The church year is starting up as well, with all the joy and excitement, anxiety and worry that brings. Our amazing Director of Religious Education got a couple of offers she couldn’t refuse and has resigned. (One offer was a great career move, the other was to spend more time with her husband and kids.) She will be a hard act to follow, and of course, that means people in the congregation are feeling a bit nervous and off-balance. Even so, the Board is doing a great job creating an interim plan and getting its ducks in a row to do a good careful search. The job should be officially posted next week.
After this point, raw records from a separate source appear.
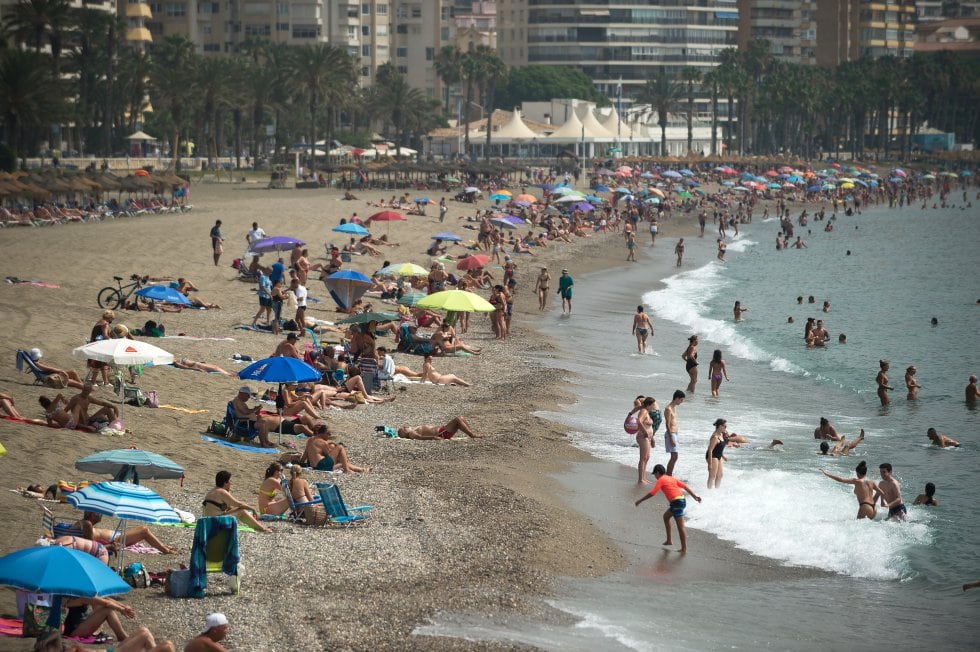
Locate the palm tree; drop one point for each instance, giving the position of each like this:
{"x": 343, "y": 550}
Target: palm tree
{"x": 661, "y": 94}
{"x": 327, "y": 74}
{"x": 691, "y": 76}
{"x": 169, "y": 86}
{"x": 30, "y": 97}
{"x": 494, "y": 70}
{"x": 449, "y": 67}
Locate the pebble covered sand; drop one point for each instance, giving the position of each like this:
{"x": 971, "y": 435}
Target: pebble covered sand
{"x": 472, "y": 525}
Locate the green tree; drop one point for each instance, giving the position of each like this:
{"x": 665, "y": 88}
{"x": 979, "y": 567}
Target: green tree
{"x": 169, "y": 87}
{"x": 449, "y": 67}
{"x": 661, "y": 94}
{"x": 327, "y": 75}
{"x": 494, "y": 70}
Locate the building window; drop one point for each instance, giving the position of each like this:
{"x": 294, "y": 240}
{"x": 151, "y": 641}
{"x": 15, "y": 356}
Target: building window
{"x": 306, "y": 31}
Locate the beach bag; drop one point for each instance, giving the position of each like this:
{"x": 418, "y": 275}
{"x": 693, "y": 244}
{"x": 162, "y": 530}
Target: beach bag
{"x": 178, "y": 583}
{"x": 136, "y": 576}
{"x": 218, "y": 428}
{"x": 632, "y": 423}
{"x": 55, "y": 381}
We’re also dealing with the complicated and intense results of a very generous, but messy bequest. Who knew that ministry would include learning estate law, knowing the legal definition of fraud, writing letters to lawyers, and trying to balance the spirit of our congregation’s values with the realities of needing to ensure the church’s future by being assertive about our legal rights and responsibilities? I guess I could have guessed that this might happen–but I still would not have been fully prepared. When a large amount of money is at stake, it is nerve-wracking and intense. Thank heaven for an endowment committee that really cares and is willing to work hard for the future of the congregation.
As I also hinted, I was dealing with some health issues. Tests and more tests–none of them fun. Luckily, I can say that other than my lack of fitness, I was given a clean bill of health this week. Whew. Hopefully this means less time with doctors and more time with friends, family, and congregants.
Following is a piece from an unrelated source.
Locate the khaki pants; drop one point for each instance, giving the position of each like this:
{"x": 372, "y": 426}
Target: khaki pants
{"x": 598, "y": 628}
It’s a funny year for me–a result of the sabbatical. I’ve been in the pulpit every week since August 5th. For some reason, I didn’t schedule any real time off until late September. What was I thinking? I guess I only half-remembered that the pace of the beginning of the year is exhausting, and didn’t predict all these other issues. So, I have to take very good care of myself this month. At the end of the month, I’m traveling east to preach and lead a discussion/workshop at a friend’s congregation. That will be a break, even if it’s also work. And there is a lot happening between now and then.
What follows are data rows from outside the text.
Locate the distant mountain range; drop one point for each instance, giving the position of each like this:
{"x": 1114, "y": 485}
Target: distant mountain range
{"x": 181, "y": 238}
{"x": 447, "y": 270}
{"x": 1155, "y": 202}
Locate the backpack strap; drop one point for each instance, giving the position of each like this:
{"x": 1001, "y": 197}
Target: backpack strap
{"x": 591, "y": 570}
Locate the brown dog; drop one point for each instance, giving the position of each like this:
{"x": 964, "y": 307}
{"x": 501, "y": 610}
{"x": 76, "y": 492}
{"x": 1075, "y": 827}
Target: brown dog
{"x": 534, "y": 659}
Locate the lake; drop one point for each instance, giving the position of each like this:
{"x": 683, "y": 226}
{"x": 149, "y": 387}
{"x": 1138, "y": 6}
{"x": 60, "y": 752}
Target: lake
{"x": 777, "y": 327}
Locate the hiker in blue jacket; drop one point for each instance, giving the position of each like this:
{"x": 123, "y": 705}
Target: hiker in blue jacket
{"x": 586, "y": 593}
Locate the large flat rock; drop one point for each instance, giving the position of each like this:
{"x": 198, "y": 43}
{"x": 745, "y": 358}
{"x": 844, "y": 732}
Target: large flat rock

Oh, I almost forgot! This is the congregation’s 25th Anniversary year! So there are a bunch of things happening to begin preparing for a big celebration. It’s my hope that we’ll have all the former ministers of the congregation, a good turnout of lay folks who’ve moved away, and Rev. Bill Sinkford, President of the Unitarian Universalist Association with us to celebrate. Coordinating those schedules is not easy, but it is beginning to come together.
So–that’s a brief update. Hopefully, I’ll be able to engage in some of the more interesting discussion happening in the UU blogosphere. It’s not that I don’t have opinions! It’s that I’m searching for time. If you have any extra…be sure to send it my way.